Geometric structures and prime models I found the following two definitions in a survey by D. Macpherson. 
A structure $\mathcal{M}$ is uniformly bounded if, given a definable family of subsets of $M$, there is an integer $N$ such that whenever an element of the family is a finite set, its cardinality is bounded from above by $N$. 
A structure is geometric if it is uniformly bounded and if $acl$ defines a pregeometry in every model of $Th(\mathcal{M})$.
Clearly strongly minimal and o-minimal structures are geometric in this sense.
Fix a geometric structure $\mathcal{M}$ (in a countable language, if necessary). My question: for $A\subseteq M$, does $acl(A)$ define a (unique?) prime model over $A$ of $Th(\mathcal{M})$? 
The proof I've seen for the o-minimal case is ad hoc. 
Maybe the right question to ask is: are there always (unique) prime models over $A$, if $M$ is geometric (the answer is yes for strongly minimal models by $\omega$-stability)?

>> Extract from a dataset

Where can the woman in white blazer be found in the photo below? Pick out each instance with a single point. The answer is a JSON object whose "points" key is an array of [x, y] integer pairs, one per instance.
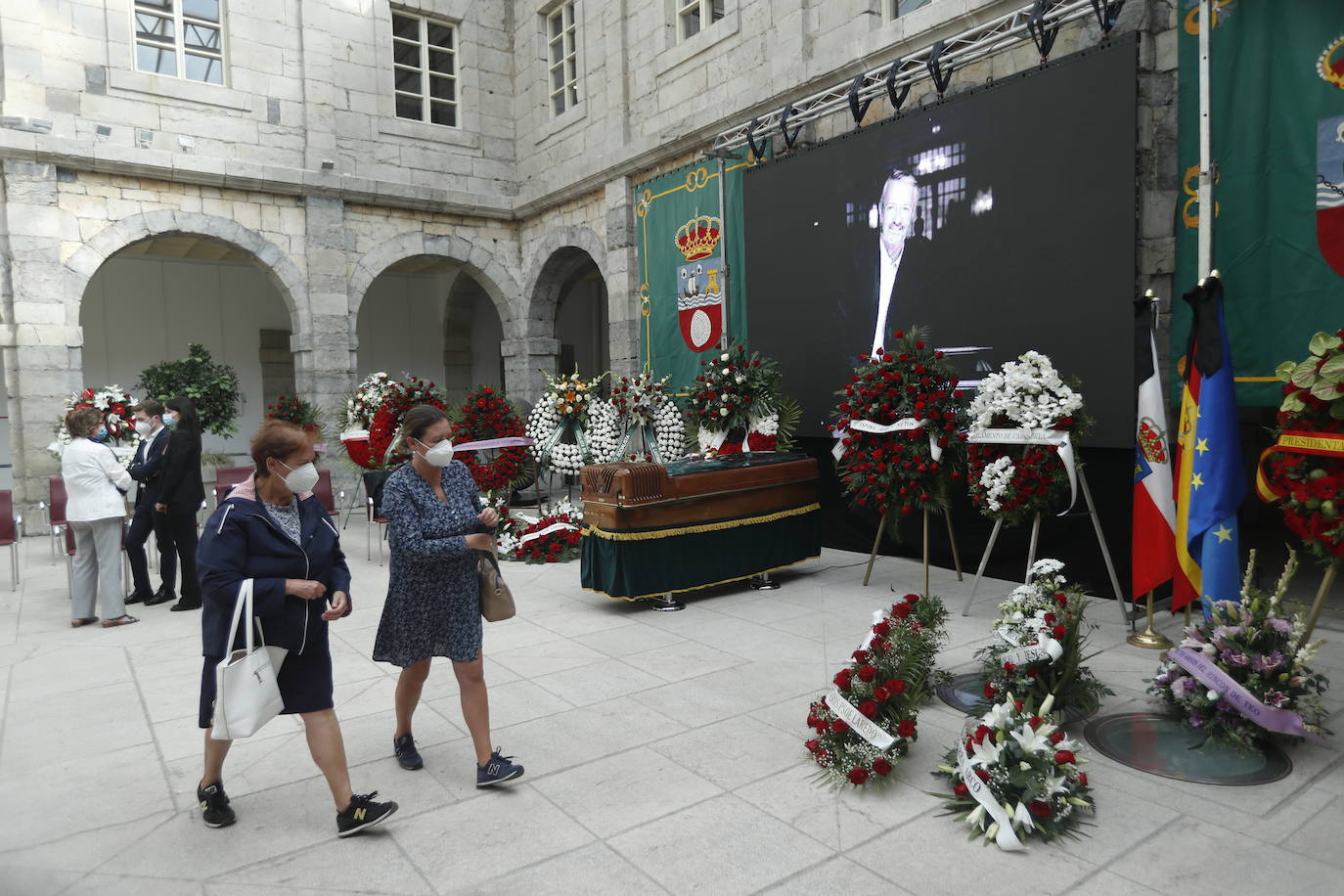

More generally, I was surprised not to find the notion of geometric structure in basic model theory books. It seems to capture what strongly minimal and o-minimal theories have in common, in particular the notion of dimension coming from the pregeometry $acl$. Now, I realise that while in the strongly minimal case the theory of dimension leads to a complete classification of the models, in the o-minimal case the situation is much more complicated. However, I was wondering how far one could push the analogy between these two types of theories, based only on the uniform finiteness of definable families and the fact that $acl$ is a pregeometry. Hence, my question about prime models.
 A: This is not even true for strongly minimal structures in general. For example, let $T$ be the theory of infinite-dimensional $\mathbb{F}_p$-vector spaces. Then for any finite $A$, $\text{acl}(A)$ is the span of $A$, which is finite dimensional, and hence not a model of $T$. 
In general: Every strongly minimal theory $T$ has a prime model (over $\emptyset$) of dimension $d \leq \aleph_0$, and it is true that if a set $A$ contains an algebraically independent set of size $d$, then $\text{acl}(A)$ is a prime model over $A$. But if $\dim(A)<d$, $\text{acl}(A)$ fails to be a model of $T$. In the example above, $d = \aleph_0$.
For a reference, see the Claim in the proof of Theorem 5.7.8 on p.85 of Tent & Ziegler. This claim says that any infinite algebraically closed subset of a model $M$ is an elementary substructure. From this, it follows that for any $A$ such that $\text{acl}(A)$ is infinite, $\text{acl}(A)$ is a prime model over $A$ (since for any theory, any partial elementary map $f\colon A\to M$ extends to a partial elementary map $\text{acl}(A)\to M$).  So it remains to see that the condition "$\text{acl}(A)$ is infinite" agrees with the condition I stated above, "$\dim(A)\geq d$, where $d$ is the dimension of the prime model". This is because $\text{acl}(A)$ is infinite iff $\text{acl}(A)$ is a model (all models of $T$ are infinite) iff the prime model elementarily embeds in $\text{acl}(A)$ iff $\dim(A) = \dim(\text{acl}(A)) \geq d$.
You also bring up the fact that o-minimal theories are only guaranteed to have definable Skolem functions when they expand ordered groups. This gives another counterexample in the o-minimal setting: In the theory of dense linear orders without endpoints, $\text{acl}(A) = A$ for all sets $A$, so $\text{acl}(A)$ is not a model unless $A$ is already. 
Finally, it is not true that every geometric theory admits prime models over sets - the geometric hypothesis is too weak. I've now remembered a rather silly construction: Given any structure $M$ in a relational language, add a new binary relation symbol $E$ to the language $L$ and create a new structure $M'$ by replacing every element of $M$ by an infinite $E$-equivalence class. Then we have a quotient map $q\colon M'\to M$, and we set $M'\models R(a_1,\dots,a_n)$ if and only if $M\models R(q(a_1),\dots,q(a_n))$ for every $n$-ary relation symbol $R$ in $L$.
The "blow-up" structure $M'$ has trivial algebraic closure ($\text{acl}(A) = A$ for all $A$), so it's trivially geometric. But if $\text{Th}(M)$ doesn't have prime models over sets, neither does $\text{Th}(M')$.
Of course, we could add the hypothesis of definable Skolem functions, but this is overkill, since then we very easily get that $\text{acl}(A)$ is prime over $A$ for any set $A$ without using the geometric hypothesis.